Law has had a long and troubled relationship with science. The misuse of science within the legal realm, as well as our failed attempts to make law more scientific, are well documented. The cause of these problems, however, is less clear.

I would like to suggest that the unsatisfying relationship of law and science can be attributed, at least in part, to law’s inadequate understanding of what constitutes science and law’s inflated view of the potential benefits of science for law. It is our failure to understand what science knows about its own enterprise, as well as our fervent hope that law could be something other than it is, that leads us astray.

In highly simplified form, what we think of as science today began its history deeply entwined with philosophy and theology. During the Scientific Revolution, science separated from other types of intellectual endeavor, although the lines of demarcation were never solid. In the mid-twentieth century, philosophers challenged the notion that science could be so neatly discrete, although they were unable to settle on a coherent definition. An uneasy truce developed in which science is, at best, defined as a cluster of concepts, albeit ones that do not work individually or even as a whole. For my purposes, the important point is the following: those things that make science what it is are a far cry from law’s vision of science. Such distortions in law’s understanding of the nature of science magnify the problems created when law tries to import structures from science to solve its problems.

Some would argue that problems at the intersection of law and science flow from the changing nature of science. Law is too slow to adapt to the changing information available through the advancements of science, particularly for issues that are dependent on the Supreme Court revisiting those issues. Delay in the legal system is certainly a problem when law and science interact. In my view, however, the deepest problems flow not from the changing nature of science but from the changing nature of law.
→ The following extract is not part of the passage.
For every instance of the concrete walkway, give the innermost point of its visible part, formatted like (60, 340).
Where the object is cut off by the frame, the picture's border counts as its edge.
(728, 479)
Law is by its nature evolutionary and adaptive. There are no ultimate doctrinal structures in law because there are no ultimate questions. Those wishing to escape the constraints of any doctrinal structure will seek out the open spaces, the interstices among those things that have been decided. Cases will naturally emerge within the spaces of whatever structure exists, rendering that structure insufficient for resolving the new question.

When we borrow structures from science, the adaptive process breaks down, and it does so for several reasons. The most obvious is that we do not understand the science we are importing or applying. As a result, we do not allow law to evolve in a very effective or nuanced fashion. More important, however, is our tendency to imagine that science is clear and certain. We forget that scientific lines and categories are themselves no more than constructs. They are ways of creating shared understandings within the scientific community. In a legal context, however, we easily lose sight of the artificiality and the assumptions that such constructs embody. We become fixated on scientific categorizations, as if lines drawn by science have some mysterious power that we can access by invoking them. As a result, we fail to engage in the natural evolution and adaptation of the resulting doctrines. In short, when the legal system relies on science to craft its rules, those rules lack the flexibility and dexterity necessary for effective participation in the evolution of legal doctrine.

With this in mind, the article begins by describing law’s vision of science as an enterprise that is reliable, sustainable, and true in some absolute sense. The article then contrasts that view with science’s vision of its own enterprise as something much more limited. In particular, it describes the turmoil that developed during the twentieth century over the definition of science and the uneasy truce that has emerged. Finally, the article explores the nature of law and suggests that the constantly evolving nature of law makes science a bad fit for the way we try to use it in the development of legal doctrines.